NOBTS President Chuck Kelley started his commencement address by congratulating the graduates for completing an intense course of study.
"Ancient Greek and Hebrew, church history, theology, Christian education -- so many things are right there at the top of your mind," he said.
But Kelley then challenged the graduates not to get distracted by the knowledge and experience they've gained through their students while losing sight of the centerpiece of who they are as ministers and graduates of New Orleans Seminary.
Kelley offered a comical example of losing focus by playing a video of the Indiana University a cappella group "Straight No Chaser" singing their version of "The 12 Days of Christmas." During the song, the group switches between tunes of popular Christmas songs without any warning.
"That's not exactly as it was designed," Kelley said after the song had played. "It's always important, not simply that you have all these things you've learned rolling around your mind, but that you 'get them.' That you understand the essence of the whole of what you learned and why you came here."
That centerpiece, Kelley said, is summed up in the Apostle Paul's first letter to the church at Corinth.
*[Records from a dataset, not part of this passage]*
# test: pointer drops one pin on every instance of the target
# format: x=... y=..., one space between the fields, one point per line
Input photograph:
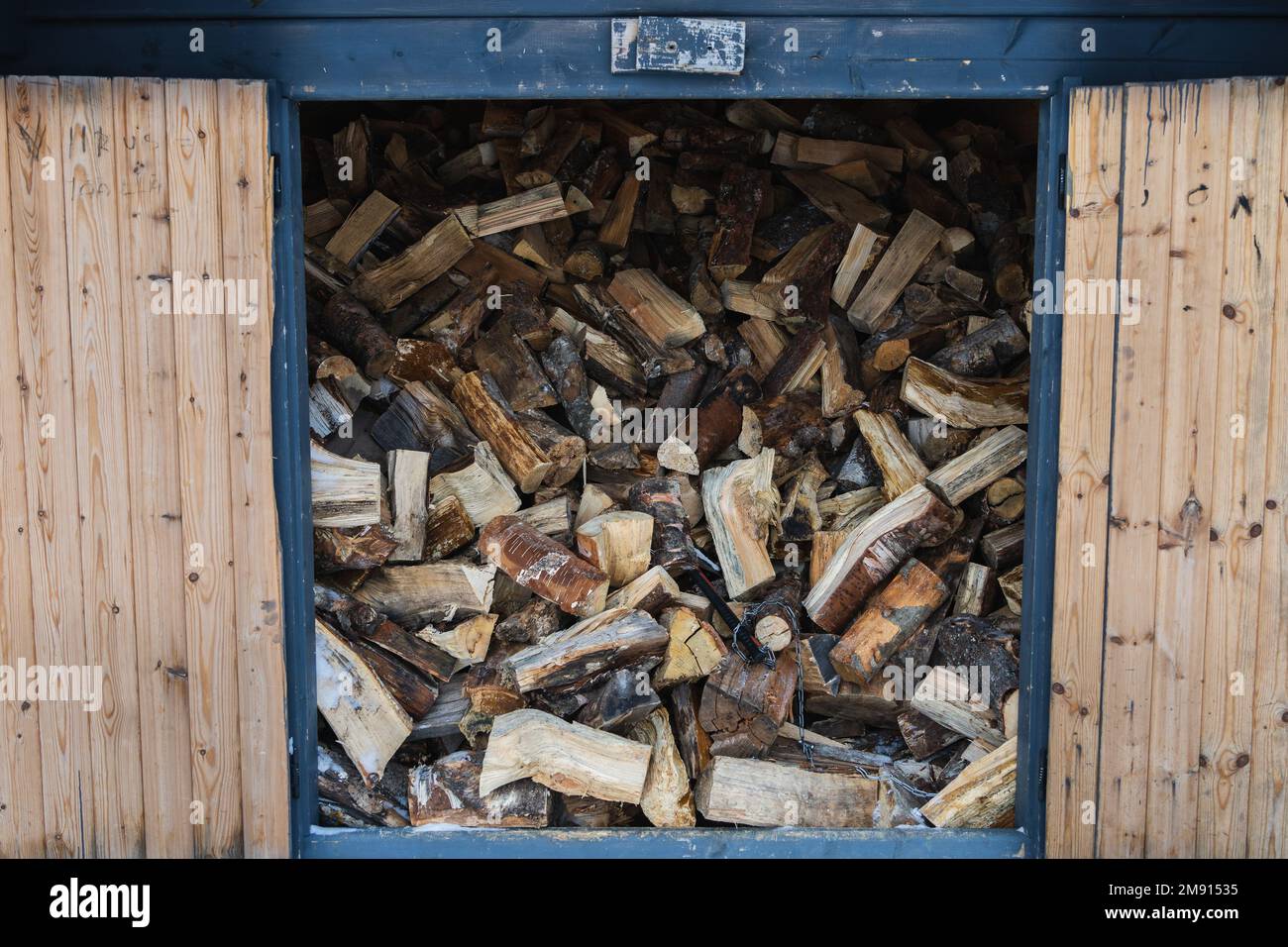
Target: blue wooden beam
x=931 y=56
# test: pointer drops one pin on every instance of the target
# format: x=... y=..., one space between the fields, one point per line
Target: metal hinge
x=679 y=44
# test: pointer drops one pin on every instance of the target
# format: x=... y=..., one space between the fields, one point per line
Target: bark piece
x=756 y=792
x=565 y=757
x=548 y=569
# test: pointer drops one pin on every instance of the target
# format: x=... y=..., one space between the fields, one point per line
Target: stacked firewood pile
x=568 y=359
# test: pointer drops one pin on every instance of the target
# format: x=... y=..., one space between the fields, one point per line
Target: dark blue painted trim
x=668 y=843
x=291 y=463
x=320 y=9
x=570 y=58
x=1042 y=471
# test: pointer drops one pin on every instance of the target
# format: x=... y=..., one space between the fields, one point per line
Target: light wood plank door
x=1168 y=714
x=140 y=562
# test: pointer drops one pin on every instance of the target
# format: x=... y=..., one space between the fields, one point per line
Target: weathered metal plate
x=679 y=44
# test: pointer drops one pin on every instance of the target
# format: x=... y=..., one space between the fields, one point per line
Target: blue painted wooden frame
x=384 y=53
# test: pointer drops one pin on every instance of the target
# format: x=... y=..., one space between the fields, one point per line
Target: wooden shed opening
x=669 y=460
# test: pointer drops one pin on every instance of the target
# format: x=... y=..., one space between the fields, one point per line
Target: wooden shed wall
x=138 y=528
x=1170 y=655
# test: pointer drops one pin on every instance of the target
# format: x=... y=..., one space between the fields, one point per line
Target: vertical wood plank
x=202 y=388
x=1199 y=211
x=151 y=410
x=1140 y=371
x=1082 y=505
x=246 y=209
x=107 y=595
x=1267 y=789
x=22 y=818
x=1245 y=337
x=50 y=437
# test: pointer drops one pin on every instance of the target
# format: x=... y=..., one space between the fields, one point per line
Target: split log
x=492 y=419
x=743 y=705
x=979 y=467
x=893 y=616
x=548 y=569
x=480 y=484
x=618 y=544
x=875 y=551
x=447 y=792
x=901 y=262
x=568 y=659
x=346 y=489
x=694 y=652
x=565 y=757
x=741 y=502
x=430 y=591
x=348 y=325
x=668 y=800
x=661 y=315
x=353 y=548
x=986 y=352
x=408 y=478
x=964 y=402
x=755 y=792
x=623 y=701
x=390 y=282
x=901 y=467
x=366 y=719
x=982 y=796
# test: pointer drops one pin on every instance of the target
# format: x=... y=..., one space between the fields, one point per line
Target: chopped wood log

Kelley read from 1 Corinthians 15, beginning in verse 3: "For I delivered to you as of first importance what I also received, that Christ died for our sins according to the Scriptures, and that he was buried, and that he was raised on the third day according to the Scriptures, and that he appeared to Cephas, then to the twelve. And then he appeared to more than 500 of the brothers at one time, most of whom are still alive, but some have fallen asleep. And then he appeared to James, then to all the Apostles. And last of all, as to one untimely born, he appeared also to me."
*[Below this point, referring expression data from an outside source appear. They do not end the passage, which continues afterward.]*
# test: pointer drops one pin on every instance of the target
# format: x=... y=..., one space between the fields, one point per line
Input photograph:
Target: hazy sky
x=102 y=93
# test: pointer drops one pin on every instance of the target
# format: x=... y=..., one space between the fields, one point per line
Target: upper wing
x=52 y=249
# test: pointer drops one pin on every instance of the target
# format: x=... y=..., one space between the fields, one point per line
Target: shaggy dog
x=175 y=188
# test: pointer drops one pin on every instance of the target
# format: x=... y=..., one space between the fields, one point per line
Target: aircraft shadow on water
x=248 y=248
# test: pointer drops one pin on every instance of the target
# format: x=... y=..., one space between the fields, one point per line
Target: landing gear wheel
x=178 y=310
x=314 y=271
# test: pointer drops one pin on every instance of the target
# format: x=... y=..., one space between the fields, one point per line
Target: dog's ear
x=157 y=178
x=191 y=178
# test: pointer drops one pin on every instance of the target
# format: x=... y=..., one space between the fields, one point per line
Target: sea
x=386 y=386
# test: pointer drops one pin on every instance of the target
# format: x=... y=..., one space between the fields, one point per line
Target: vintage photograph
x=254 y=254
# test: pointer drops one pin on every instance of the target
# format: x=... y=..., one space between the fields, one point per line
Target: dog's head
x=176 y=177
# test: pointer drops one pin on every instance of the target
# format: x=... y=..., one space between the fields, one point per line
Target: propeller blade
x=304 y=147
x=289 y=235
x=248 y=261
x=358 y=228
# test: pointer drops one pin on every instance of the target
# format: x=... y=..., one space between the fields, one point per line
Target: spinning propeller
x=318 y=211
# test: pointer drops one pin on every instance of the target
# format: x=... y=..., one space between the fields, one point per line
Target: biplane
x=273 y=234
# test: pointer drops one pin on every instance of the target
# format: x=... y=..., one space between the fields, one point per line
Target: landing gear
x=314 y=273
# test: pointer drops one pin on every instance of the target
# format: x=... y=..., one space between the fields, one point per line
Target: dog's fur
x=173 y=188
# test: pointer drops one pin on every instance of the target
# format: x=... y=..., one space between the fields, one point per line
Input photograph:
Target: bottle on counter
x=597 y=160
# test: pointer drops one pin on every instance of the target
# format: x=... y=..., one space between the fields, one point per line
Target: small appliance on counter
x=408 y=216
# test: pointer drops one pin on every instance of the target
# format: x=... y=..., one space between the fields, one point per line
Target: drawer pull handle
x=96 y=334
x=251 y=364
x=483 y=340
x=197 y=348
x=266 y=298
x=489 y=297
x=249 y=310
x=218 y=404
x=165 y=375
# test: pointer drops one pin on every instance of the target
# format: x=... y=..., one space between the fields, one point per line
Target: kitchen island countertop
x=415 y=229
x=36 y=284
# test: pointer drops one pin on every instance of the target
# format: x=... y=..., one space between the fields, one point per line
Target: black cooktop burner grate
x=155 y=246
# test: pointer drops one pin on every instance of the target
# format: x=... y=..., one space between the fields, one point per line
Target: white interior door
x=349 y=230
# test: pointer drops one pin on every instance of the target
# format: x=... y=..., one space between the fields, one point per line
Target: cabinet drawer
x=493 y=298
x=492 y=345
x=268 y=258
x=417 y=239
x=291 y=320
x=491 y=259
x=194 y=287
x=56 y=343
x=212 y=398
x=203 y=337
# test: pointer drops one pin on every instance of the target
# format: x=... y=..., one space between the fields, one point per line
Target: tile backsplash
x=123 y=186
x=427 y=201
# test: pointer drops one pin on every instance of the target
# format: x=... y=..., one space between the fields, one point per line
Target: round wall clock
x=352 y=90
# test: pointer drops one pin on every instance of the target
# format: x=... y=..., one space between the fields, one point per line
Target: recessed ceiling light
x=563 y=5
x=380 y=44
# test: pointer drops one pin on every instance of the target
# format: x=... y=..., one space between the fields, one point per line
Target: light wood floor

Kelley reiterated, "Christ died for our sins, was buried, He rose from the dead," noting that "the point Paul makes over and over again in that great passage is that it was witness. ... It is for this purpose that you have been trained and taught and commissioned. To be that living witness of Jesus."
The reality of Jesus' resurrection is central to each person's calling, Kelley said, and it's central to what it means to be involved in New Orleans Seminary.
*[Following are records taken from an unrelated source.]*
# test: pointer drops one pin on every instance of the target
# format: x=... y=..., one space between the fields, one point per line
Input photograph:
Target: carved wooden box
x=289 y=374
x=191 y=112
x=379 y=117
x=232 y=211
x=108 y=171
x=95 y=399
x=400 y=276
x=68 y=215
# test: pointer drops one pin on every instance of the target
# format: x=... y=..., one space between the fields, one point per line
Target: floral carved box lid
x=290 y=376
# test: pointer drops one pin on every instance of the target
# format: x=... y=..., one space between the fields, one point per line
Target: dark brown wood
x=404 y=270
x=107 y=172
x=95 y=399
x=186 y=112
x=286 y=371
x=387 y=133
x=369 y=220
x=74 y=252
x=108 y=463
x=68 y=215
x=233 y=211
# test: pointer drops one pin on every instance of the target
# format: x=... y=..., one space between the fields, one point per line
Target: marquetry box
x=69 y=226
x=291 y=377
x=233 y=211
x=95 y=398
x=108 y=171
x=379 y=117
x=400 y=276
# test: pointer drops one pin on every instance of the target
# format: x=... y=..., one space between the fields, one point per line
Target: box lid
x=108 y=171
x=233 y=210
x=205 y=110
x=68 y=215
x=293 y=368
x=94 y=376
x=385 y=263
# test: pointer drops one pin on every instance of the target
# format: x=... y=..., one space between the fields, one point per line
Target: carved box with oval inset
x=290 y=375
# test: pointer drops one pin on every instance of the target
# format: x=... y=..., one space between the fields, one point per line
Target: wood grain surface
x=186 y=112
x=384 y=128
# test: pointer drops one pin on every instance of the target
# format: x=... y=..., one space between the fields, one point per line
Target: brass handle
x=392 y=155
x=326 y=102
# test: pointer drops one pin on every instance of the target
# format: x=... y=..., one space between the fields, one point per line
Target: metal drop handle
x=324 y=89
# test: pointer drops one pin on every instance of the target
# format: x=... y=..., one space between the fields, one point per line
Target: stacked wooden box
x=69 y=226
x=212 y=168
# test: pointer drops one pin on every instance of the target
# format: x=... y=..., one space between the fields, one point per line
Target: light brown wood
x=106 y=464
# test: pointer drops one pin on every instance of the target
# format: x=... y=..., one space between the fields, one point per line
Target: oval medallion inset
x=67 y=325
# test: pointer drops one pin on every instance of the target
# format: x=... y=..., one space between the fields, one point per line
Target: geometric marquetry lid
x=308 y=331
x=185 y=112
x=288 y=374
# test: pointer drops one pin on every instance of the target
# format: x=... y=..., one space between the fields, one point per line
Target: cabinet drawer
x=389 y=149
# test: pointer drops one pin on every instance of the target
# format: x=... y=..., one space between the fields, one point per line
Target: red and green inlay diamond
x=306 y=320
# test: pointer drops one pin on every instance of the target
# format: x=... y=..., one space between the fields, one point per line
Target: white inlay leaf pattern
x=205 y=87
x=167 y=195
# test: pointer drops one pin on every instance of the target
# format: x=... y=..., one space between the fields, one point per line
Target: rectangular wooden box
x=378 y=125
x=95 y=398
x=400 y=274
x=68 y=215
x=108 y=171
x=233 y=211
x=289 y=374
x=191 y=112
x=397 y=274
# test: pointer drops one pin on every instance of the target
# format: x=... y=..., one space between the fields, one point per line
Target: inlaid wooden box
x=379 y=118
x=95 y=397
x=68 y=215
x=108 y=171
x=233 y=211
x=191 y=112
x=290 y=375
"We are NOBTS," Kelley said. "We will not be known by our potential, our intellect, our ability or our bank account. We will be known as those men and women whom God called out for service, and we said yes. We are NOBTS."
That identity applies also to the seminary's location in New Orleans, Kelley said.
"You could've taken an easier route for seminary. You could've gone to a city that's a lot more Baptist than New Orleans," he said. "You could've done just school instead of leading a church ... but we are NOBTS and we don't wait to fulfill the Great Commission."
That sense of identity impacts even the partnerships the seminary has forged over the years, Kelley said. From a partnership with Bethel Colony South, an organization that ministers to men and women suffering from addiction to drugs and alcohol, to the seminary's training programs in prisons in three states, NOBTS is active, as Kelley put it, "punching holes in the darkness where the darkness is darkest."
"We are NOBTS, and we go where God sends us," he said. "We go with a very particular message: Jesus is alive. And that is so crucial, because if Jesus is alive, that means the stain of sin has no permanent hold on any human heart. Jesus washes it clean."
That's what makes the task of ministry so different from professions like the medical field and the law, Kelley said.
"Doctors can give people medicine and perform surgery and help people get better physically, but you have Jesus the surgeon of the soul who can transform lives," Kelley said. "Lawyers sort things out about who's responsible for what, but you prepare people to stand before the judgment seat of God with the confidence knowing that He will pronounce them His child."
Concluding his message, Kelley stated: "You have been chosen. You said yes. We are NOBTS."
Frank Michael McCormack is a writer for New Orleans Baptist Theological Seminary.